LA Daily News: $5 million secured for improvements to Pacoima Wash, including new pedestrian/bike bridge
The project started with input from the community in 2011 that identified the area a region in need.
Rep. Tony Cárdenas announced more than $5 million in funding for improvements to the Pacoima Wash on Monday, April 18, including funds headed to the office of City Councilwoman Monica Rodriguez to build a new pedestrian/bicycle bridge and path along Telfair Avenue.
The Pacoima Wash is a concrete flood control channel that runs through much of the Northeast San Fernando Valley before joining the Los Angeles River.
The wash slices through Pacoima, creating an obstacle for people who want to travel by bike or foot to neighboring communities. The new bridge, however, will create a safe way to cross over the wash and link Pacoima with the city of San Fernando.
Rodriguez’ office will receive $5 million to build the bridge, with $800,000 going to the non-profit Pacoima Beautiful.
“Pacoima Beautiful is an environmental justice organization serving the entire Northeast San Fernando Valley that advocates for a better quality of life for the community,” according to the group’s leader, Executive Director Veronica Padilla-Campos.
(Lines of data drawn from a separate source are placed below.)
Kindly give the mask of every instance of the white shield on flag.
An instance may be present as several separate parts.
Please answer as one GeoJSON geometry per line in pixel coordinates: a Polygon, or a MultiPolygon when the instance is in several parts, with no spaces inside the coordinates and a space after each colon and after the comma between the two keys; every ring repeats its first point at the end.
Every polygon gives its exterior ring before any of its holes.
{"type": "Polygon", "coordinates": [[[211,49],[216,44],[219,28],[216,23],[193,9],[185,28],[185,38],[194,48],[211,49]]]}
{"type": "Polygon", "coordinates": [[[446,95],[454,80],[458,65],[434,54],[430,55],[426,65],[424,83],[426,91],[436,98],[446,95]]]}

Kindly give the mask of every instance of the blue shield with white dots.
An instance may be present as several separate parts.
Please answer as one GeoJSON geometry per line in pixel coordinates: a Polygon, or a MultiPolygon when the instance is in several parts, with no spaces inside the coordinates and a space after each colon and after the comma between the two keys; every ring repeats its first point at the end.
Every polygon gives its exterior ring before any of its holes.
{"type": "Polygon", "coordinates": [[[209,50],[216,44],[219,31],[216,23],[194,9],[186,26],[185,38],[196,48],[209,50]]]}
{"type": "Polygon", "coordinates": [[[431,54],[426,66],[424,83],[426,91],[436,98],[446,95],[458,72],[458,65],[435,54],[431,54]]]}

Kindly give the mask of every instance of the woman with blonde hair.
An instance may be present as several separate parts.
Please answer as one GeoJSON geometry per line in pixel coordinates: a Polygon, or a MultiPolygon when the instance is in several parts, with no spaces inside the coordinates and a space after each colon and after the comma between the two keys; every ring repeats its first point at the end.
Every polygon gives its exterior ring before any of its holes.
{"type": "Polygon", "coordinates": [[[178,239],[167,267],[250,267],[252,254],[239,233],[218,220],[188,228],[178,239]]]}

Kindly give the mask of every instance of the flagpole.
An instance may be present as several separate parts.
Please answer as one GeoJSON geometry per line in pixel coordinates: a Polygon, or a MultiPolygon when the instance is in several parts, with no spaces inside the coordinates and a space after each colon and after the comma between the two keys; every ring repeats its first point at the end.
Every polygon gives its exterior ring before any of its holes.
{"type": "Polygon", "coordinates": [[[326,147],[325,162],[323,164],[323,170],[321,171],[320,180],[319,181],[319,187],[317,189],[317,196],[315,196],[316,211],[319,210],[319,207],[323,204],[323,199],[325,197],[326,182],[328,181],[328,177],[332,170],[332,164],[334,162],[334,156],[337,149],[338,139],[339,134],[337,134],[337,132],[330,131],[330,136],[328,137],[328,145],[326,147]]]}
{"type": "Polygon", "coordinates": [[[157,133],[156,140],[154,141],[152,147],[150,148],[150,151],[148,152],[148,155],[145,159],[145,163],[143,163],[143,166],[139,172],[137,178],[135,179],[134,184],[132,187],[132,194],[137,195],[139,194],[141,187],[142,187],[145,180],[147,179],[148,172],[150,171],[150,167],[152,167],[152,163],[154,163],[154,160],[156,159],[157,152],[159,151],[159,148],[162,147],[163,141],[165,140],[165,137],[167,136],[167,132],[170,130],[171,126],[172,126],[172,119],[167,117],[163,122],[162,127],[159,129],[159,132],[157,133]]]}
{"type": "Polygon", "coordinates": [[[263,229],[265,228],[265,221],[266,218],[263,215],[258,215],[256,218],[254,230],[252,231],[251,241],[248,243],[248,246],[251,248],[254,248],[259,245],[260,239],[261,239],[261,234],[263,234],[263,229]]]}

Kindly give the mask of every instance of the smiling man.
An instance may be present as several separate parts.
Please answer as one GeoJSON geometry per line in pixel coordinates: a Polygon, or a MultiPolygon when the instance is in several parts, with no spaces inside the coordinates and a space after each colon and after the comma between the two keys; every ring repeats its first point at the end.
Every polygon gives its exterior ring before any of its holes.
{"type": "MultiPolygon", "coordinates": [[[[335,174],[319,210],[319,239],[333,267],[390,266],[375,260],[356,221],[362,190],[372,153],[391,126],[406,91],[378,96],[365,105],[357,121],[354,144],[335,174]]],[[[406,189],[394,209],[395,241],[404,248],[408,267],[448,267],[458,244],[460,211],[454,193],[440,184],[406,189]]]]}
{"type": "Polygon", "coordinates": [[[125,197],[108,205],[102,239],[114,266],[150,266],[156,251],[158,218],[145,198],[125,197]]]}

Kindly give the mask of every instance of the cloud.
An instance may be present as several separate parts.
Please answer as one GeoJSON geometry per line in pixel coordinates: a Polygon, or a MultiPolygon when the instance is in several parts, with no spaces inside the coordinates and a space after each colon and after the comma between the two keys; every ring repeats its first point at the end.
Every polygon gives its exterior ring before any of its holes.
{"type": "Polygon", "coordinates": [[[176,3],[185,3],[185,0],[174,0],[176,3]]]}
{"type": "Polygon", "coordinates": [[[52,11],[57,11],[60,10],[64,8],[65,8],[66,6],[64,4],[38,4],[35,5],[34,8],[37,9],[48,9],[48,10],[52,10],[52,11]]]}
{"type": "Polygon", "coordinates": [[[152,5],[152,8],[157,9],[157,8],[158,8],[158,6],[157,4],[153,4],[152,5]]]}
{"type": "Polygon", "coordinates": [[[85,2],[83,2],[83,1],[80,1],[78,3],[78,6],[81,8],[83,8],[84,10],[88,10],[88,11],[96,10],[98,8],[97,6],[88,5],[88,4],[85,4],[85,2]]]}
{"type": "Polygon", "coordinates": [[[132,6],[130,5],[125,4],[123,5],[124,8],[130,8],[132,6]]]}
“The funding we got from Congressman Cárdenas is $800,000 that will serve the first phase of construction for the Pacoima Wash. This portion is going to have a bikeway, a pedestrian walkway, and amenities for youth as well,” added Padilla-Campos.
The first of four phases of the Pacoima Beautiful greenspace project will run along the wash from the 118 freeway to the Haddon Avenue, where an existing narrow bridge is already in place.
The first part of the beautification project will include a bikeway, a pedestrian walkway and amenities for youth.
The project started with input from the community in 2011 that identified the area a region in need.
The four phases of the project will stretch from the 118 freeway to San Fernando Road when completed. There is no estimated date for completion.
“We are going to create a safe passage for young people and members of our community that won’t have to go through the laborious task of getting around some of these manmade structures,” Rodriguez said, “and that is what is most important to keep everybody safe and create the connections in our community that has often been obstructed by these waterways and freeways.”
Cárdenas is quite familiar with the Pacoima Wash. “I walked across that bridge to high school,” the congressman said as he motioned to the existing bridge at Haddon Avenue over the wash.
Cárdenas grew up in Pacoima and attended San Fernando High School.
“This is what the taxpayers sent us to do, bring money back home,” he said. “The community said we need to address this, we need to make it safe, bigger, and better, and that is what this money will do. When it comes to Pacoima Beautiful, they are going to make this space more inviting, more welcoming so people can actually not just walk across but enjoy this space and say, this is our space, this is our community.”